There you go, you figured it out. The single subject is “election reform.” You could debate that it is too broad and I believe that’s what the supreme court will decide.
Pure Democrat mischief. Republicans switched to closed primaries for a good reason: to keep Democrats from determining the outcome of Republican primaries. This reopens that door and allows Democrats to control the process. Democrats are doing this because they are finding it harder to win fair and honest elections.
The three items should appear separately on the ballot and not together. The open primary does not belong with limitations to campaign contributions (which we sorely need).

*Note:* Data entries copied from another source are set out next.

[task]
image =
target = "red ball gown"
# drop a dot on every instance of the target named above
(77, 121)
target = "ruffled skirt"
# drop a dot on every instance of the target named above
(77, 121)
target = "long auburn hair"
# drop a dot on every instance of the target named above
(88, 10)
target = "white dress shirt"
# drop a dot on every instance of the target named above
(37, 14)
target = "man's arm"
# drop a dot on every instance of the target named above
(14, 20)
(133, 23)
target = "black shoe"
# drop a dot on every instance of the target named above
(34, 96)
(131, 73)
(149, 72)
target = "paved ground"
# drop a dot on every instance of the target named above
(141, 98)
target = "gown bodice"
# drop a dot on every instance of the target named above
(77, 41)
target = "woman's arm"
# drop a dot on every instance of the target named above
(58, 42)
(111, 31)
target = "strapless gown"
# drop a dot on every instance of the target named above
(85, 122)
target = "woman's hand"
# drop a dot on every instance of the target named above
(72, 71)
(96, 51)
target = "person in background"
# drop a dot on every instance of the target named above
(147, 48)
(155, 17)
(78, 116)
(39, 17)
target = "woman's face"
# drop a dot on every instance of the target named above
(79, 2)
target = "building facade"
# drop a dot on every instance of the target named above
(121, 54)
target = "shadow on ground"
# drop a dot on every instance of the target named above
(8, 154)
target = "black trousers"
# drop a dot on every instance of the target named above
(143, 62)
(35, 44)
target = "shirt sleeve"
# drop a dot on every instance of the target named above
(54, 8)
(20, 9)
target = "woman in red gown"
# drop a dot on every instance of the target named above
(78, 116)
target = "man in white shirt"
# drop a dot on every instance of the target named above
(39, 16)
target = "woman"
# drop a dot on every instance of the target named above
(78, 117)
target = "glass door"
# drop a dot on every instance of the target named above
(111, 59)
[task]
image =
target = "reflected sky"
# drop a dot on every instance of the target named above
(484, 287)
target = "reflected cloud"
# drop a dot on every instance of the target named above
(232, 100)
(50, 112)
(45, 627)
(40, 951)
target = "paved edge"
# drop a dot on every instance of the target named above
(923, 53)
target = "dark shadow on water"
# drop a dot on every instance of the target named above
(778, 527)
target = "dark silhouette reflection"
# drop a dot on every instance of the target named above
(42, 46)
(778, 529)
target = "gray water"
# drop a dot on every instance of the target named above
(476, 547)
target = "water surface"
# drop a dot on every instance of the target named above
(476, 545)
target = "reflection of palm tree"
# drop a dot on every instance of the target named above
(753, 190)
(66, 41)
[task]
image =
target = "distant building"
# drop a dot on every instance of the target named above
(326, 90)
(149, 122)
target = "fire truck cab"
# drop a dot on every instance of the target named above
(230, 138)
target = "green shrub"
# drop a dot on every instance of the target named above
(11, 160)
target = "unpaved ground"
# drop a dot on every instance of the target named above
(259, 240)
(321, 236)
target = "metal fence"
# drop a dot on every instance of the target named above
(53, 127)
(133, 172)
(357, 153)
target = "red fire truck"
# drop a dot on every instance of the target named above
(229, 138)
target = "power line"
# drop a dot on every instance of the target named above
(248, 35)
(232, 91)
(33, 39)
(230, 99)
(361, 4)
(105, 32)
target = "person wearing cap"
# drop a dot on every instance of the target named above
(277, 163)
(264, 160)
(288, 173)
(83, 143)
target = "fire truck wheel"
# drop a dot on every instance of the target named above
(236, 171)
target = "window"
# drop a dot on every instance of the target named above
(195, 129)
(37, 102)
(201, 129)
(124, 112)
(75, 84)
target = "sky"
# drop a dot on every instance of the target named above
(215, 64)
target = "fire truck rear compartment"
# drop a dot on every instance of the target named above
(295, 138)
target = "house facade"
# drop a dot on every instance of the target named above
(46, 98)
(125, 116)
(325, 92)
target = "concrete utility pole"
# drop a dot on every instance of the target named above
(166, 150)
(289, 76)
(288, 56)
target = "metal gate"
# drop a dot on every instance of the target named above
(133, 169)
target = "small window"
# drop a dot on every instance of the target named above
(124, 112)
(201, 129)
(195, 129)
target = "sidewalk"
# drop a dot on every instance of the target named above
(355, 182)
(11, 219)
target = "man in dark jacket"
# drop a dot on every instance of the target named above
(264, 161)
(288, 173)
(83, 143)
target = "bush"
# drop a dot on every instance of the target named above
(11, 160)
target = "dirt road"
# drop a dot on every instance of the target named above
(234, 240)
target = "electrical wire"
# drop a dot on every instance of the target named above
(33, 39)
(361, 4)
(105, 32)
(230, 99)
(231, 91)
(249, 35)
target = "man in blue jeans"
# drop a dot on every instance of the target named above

Is ranked choice voting a bogey man in disguise ? Those in power want to keep it that way, while third parties are kept in check. Who wants to spoil an election by voting for a better candidate if they don’t have a chance of winning ? I point to Ross Perot and the election of Bill Clinton. It never would have happened with Rank Choice Voting.
The irony here is that the two biggest legal idiots from the Walker Administration are the same two who couldn’t save Walker’s re-election in a straight-up contest. Walker was so bad……he had to quit. His running mate……still in hiding.
The whole point is outside liberals are trying to take over states. They can’t beat Republicans at the ballot box so this is their attempt to have us all like California. There is no honor or anything honest about this ballot measure. Follow the money!